Ferrero-Waldner: The future of Europe does not lie primarily in territorial expansion
The Foreign Minister sees new perspectives for regional partnerships in the Europe of 25
Göttweig, 5 June 2004 - In her address at this year's European Forum Wachau held at Göttweig Abbey, Foreign Minister Ferrero-Waldner began her considerations on the future development of Europe by taking up an idea expressed by Peter Sloterdijk. In his essay "Falls Europa Erwacht" ("If Europe Awakes") the philosopher, who lives in Vienna, reflects from an historical point of view on the succession of empires built in Europe and concludes that the discriminiating European today understands that the revision of the principle of empire building is the supreme task in both theory and practice. The Foreign Minister elucidated: "I believe there is much truth in this reflection, especially now that we have successfully overcome the after-effects of the last, probably most terrible attempt at forming a European empire, which tore our continent apart for decades. We must think of a new kind of European future - a future which does not aim primarily at expanding Europe in the traditional sense by extending its territory as far as possible, but one which shares its peace, its prosperity and its values with as many people as possible, including those beyond the immediate, physical borders of the Union. This has to be the goal of the future, and the road that takes us there must be paved with individual perspectives for cooperation and integration".
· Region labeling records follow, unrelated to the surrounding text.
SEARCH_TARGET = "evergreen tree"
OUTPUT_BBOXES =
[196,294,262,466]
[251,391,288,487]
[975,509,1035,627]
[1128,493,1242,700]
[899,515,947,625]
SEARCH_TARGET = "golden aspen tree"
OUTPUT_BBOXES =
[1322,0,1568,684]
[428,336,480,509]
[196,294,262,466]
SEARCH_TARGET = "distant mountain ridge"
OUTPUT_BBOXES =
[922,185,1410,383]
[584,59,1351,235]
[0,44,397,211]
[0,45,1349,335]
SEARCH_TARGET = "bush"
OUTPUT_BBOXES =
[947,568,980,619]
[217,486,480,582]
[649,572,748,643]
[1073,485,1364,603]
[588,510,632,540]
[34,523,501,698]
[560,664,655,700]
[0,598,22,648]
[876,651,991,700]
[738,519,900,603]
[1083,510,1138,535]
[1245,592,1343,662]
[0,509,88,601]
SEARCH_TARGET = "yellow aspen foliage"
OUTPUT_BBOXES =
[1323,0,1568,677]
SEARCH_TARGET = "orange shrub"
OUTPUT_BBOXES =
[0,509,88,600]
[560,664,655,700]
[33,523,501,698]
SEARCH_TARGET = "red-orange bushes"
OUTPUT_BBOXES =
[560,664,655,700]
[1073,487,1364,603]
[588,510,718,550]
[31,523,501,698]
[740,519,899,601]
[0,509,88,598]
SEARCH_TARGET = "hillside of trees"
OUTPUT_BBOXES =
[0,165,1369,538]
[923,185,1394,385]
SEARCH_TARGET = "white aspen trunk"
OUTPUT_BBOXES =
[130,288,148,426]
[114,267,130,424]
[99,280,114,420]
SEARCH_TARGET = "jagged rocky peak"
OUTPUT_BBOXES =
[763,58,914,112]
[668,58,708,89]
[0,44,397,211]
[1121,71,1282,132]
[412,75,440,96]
With a view to a potential accession of Turkey to the European Union, Ferrero-Waldner said: "honesty requires us to state that Turkey is today not yet ready to join the EU. And the EU today is not yet ready for such a step either. Because we must not forget that it is also essential that the Union is in fact able to cope with a country’s accession". Austria would at any rate continue to fully support Turkey in her further steps towards reform. "Only if it exports stability instead of importing instability will Europe have a safe future. In this connection, those countries that want to take this approach of offering an individual European perspective - but not necessarily one that will more or less automatically result in accession in every case - are acting in Europe’s own best interest. And in any case it is not in the European interest to close the door a priori on countries wishing to orient themselves by Europe", the Foreign Minister added.
In this connection Federal Minister Ferrero-Waldner also emphasised the importance of the regional partnership principle - in terms of cooperation between equal partners - both in Central Europe and in Europe generally. Referring to the importance of regional partnerships and their essential role in promoting active European neighbourhood policy, the Foreign Minister pointed out: "what is important is to liberate the current borders from their connotation of separation. The fact of the matter is that the EU will need to cooperate with its neighbours in the East and also those on the southern shores of the Mediterranean in order to successfully tackle the challenges of the 21st century - including, among other things, new threats to security, environmental protection and migration. And under the European Neighbourhood Policy some important approaches have already been developed in order to meet this goal".
In her address the Foreign Minister also referred to the Regional Partnership between the Czech Republic, Hungary, Poland, Slovenia, Slovakia and Austria she had initiated in 2001. Its first phase, which consisted in assisting Austria’s neighbours on their way into the Union, had been completed with the recent enlargement of the EU.
The fact that this partnership process has reached the people too, can best be seen in the Province of Lower Austria, which shares common borders with two new EU Member States. Province Governor Erwin Pröll had launched some remarkable cross-border initiatives, Federal Minister Ferrero-Waldner explained, stating that "here in Lower Austria the success of the Union is becoming visible: in the immediate neighbourhood and in regional cooperation. Here the citizens can see whether policy makers are really willing to overcome historical prejudices. Here the citizens can see the concrete value and benefits the EU enlargement brings for each individual".